In the Project 1, our main interest is focused on the molecular mechanism whereby dioxins produce their reproductive and developmental toxicity. Accumulating evidence we provided suggests that dioxin-mediated damage to fetal steroidogenesis imprints exual immaturity which is continued until adult ages. We have also proven that the reduced expression of fetal gonadotropins such as luteinizing hormone and follicle-stimulating hormone is a pre-requisite for the defect in gonadal steroidogenesis. Current evidence has strongly suggested that dioxin induces histone deacetylases to silence the expression of fetal gonadotropin genes. The methodology how we can combat with TCDD-produced damage to next generations is also being investigated. Regarding this issue, we found that a-lipoic acid, an obligate cofactor for energy production, restores completely a dioxin-produced reduction in the formation of gonadotropins and sex-steroids.

[Representative articles for this project]
  1. Hattori, Y., et al., Biochem. Pharmacol., 154: 213-221 (2018).
  2. Koga, T., et al., PLoS ONE, 7, e40322 (2012).
  3. Takeda, T., et al., J. Biol. Chem., 287, 18440-18450 (2012).
  4. Takeda, T., et al., J. Pharmacol. Exp. Ther., 329, 1091-1099 (2009).
  5. Mutoh, J., et al., Endocrinology, 147, 927-936 (2006).
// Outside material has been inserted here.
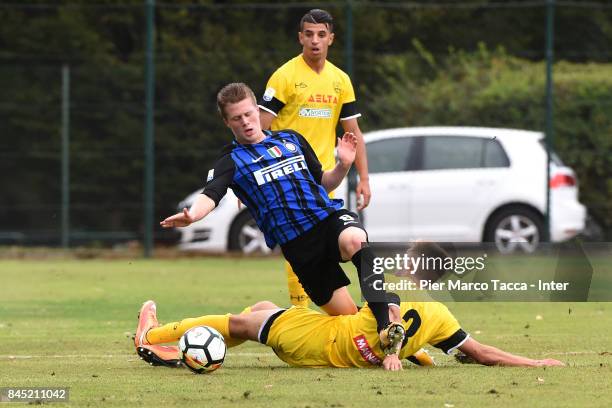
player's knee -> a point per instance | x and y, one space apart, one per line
351 243
263 305
238 326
We are trying to establish a new concept in the Project 2. It is well known that drug-metabolizing enzymes play an important role in the detoxification and activation of foreign chemicals. Although different sorts of drug-metabolizing enzymes have long been considered to work separately, our studies have demonstrated that cytochrome P450 (representative phase I enzyme) binds to phase II enzymes such as UDP-glucuronosyltransferase. This association is functional interaction resulting in a change in the function of both enzymes. We have also provided evidence that UGT function is regulated by endo- and exo-genous substances. For example, ATP and fatty acyl-CoAs modulate UGT function at levels close to the physiological concentrations. From these lines of evidence, UGT function seems to be regulated by not only single nucleotide polymorphism but also multiple other mechanisms. It is, therefore, likely that a combination of these factors determine the UGT-related drug sensitivity of individuals.

[Representative articles for this project]
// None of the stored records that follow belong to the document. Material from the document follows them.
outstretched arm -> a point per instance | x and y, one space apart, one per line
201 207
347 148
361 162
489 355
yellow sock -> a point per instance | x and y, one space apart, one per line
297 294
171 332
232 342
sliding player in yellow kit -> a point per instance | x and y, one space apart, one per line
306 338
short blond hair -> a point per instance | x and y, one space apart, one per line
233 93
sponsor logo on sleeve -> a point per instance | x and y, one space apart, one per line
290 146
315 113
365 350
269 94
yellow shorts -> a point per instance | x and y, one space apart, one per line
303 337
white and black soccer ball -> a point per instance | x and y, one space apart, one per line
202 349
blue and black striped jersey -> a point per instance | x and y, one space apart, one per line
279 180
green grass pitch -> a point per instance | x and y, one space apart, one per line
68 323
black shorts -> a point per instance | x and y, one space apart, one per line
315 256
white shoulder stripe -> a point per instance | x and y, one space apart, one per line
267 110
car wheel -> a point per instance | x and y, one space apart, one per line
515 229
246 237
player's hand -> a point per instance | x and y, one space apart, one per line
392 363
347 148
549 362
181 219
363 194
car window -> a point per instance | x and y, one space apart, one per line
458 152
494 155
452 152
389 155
  1. Miyauchi, Y., et al., Mol. Pharmacol., 88: 800-812 (2015).
  2. Ishii, Y., et al., Drug Metab. Dispos., 42, 229-238 (2014).
  3. Ishii, Y., et al., Drug Metab. Dispos., 40, 2081-2089(2012).
  4. Takeda, S., et al., Mol. Pharmacol., 75, 956-964 (2009).
  5. Okamura, K., et al., Biochem. Biophys. Res. Commun., 345, 1649-1656 (2006).